Oh, wildlife count for the trip, other than a couple of hundred elephants, included those relics from the age of dinosaurs, the lumbering land and water monitors, several slinking mongoose, a late evening postcard perfect sighting of a small group of spotted deer, an unfortunate baby giant squirrel in the clutches of a scurrilous boy wanting money for a viewing, the daily companionship of palm squirrels, troops of lithe grey langurs and devious toque macaques, coucals, kingfishers, orioles, storks, egrets, barbets, bulbuls, cormorants, Indian rollers, kites, eagles, drongoes (the bird, not the Aussie epithet), honey-eaters, bee-catchers, doves, jungle fowl, crows, mynahs, swallows, blue  moment and Indian crow butterflies, all of these without even trying!



[i] 4-5 minutes; after that the tannin will start making the brew increasingly bitterer and have you reaching for the sugar which will ruin the point of drinking tea. Adding hot milk, on the other hand, is okay, just.

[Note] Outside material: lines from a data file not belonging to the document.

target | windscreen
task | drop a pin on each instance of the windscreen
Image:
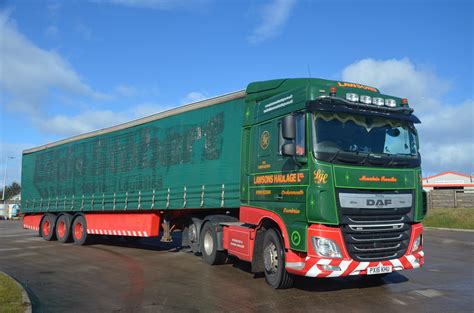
(368, 135)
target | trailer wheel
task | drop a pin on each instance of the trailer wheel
(274, 261)
(47, 227)
(63, 228)
(79, 231)
(208, 243)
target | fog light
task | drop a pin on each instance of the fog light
(326, 247)
(326, 267)
(366, 99)
(378, 101)
(352, 97)
(418, 243)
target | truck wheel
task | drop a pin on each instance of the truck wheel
(47, 227)
(63, 228)
(79, 231)
(208, 240)
(274, 261)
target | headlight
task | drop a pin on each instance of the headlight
(366, 99)
(352, 97)
(390, 103)
(418, 243)
(378, 101)
(326, 248)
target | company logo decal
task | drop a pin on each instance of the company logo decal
(392, 179)
(351, 85)
(295, 238)
(320, 177)
(270, 179)
(264, 140)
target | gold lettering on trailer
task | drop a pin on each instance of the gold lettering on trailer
(269, 179)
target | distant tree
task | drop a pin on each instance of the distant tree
(11, 191)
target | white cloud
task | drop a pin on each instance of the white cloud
(14, 165)
(155, 4)
(193, 96)
(273, 16)
(29, 72)
(446, 132)
(51, 31)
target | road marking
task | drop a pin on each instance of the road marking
(399, 301)
(17, 255)
(429, 293)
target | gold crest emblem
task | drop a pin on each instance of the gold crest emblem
(264, 140)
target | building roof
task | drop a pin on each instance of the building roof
(448, 179)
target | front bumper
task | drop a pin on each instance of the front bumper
(312, 265)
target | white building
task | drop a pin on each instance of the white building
(448, 180)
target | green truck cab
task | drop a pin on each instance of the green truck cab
(306, 177)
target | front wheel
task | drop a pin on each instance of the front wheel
(274, 261)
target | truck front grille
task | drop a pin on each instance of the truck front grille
(376, 234)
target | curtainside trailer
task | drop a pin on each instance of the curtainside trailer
(307, 177)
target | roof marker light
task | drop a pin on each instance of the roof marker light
(352, 97)
(390, 103)
(366, 99)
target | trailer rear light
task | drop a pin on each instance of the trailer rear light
(326, 247)
(390, 103)
(352, 97)
(378, 101)
(366, 99)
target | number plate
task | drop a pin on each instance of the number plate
(379, 270)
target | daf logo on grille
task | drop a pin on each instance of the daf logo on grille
(379, 202)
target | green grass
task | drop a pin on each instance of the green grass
(450, 218)
(10, 296)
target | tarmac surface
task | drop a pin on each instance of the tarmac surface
(149, 276)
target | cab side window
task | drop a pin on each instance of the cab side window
(300, 136)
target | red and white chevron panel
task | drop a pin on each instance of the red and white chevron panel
(351, 267)
(123, 224)
(32, 221)
(312, 265)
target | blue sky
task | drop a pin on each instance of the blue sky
(67, 67)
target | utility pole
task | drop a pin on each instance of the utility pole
(5, 178)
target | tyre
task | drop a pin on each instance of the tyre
(63, 228)
(208, 243)
(274, 261)
(47, 227)
(79, 231)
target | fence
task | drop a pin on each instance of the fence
(451, 198)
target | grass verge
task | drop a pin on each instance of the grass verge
(450, 218)
(10, 296)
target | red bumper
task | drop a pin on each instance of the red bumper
(312, 265)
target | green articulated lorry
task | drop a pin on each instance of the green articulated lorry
(307, 177)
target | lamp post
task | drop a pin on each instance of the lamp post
(5, 177)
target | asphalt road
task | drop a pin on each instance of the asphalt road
(149, 276)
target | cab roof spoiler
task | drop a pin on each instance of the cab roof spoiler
(338, 105)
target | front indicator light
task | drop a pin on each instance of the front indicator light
(366, 99)
(417, 244)
(390, 103)
(352, 97)
(326, 248)
(378, 101)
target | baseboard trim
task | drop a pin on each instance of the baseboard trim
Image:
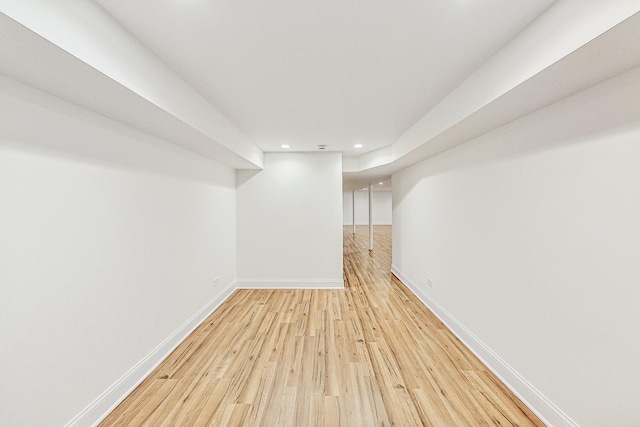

[ii] Well, according to Jetwing Eco Holiday guide Suparna Hettiarachchi, get the circumference of any foot print and double it. You may have to wait till the owner of the footprint had travelled on a step or two before you try this.

[iii] Thin slices of snake gourd, fresh grated coconut, a squeeze of lime juice, finely chopped small red onions, ditto of green chili salt and a scattering of Maldive fish.

[iv] If you’re a 9 year old, as many as it takes till you nod off or decide that the grownups answers aren’t much fun.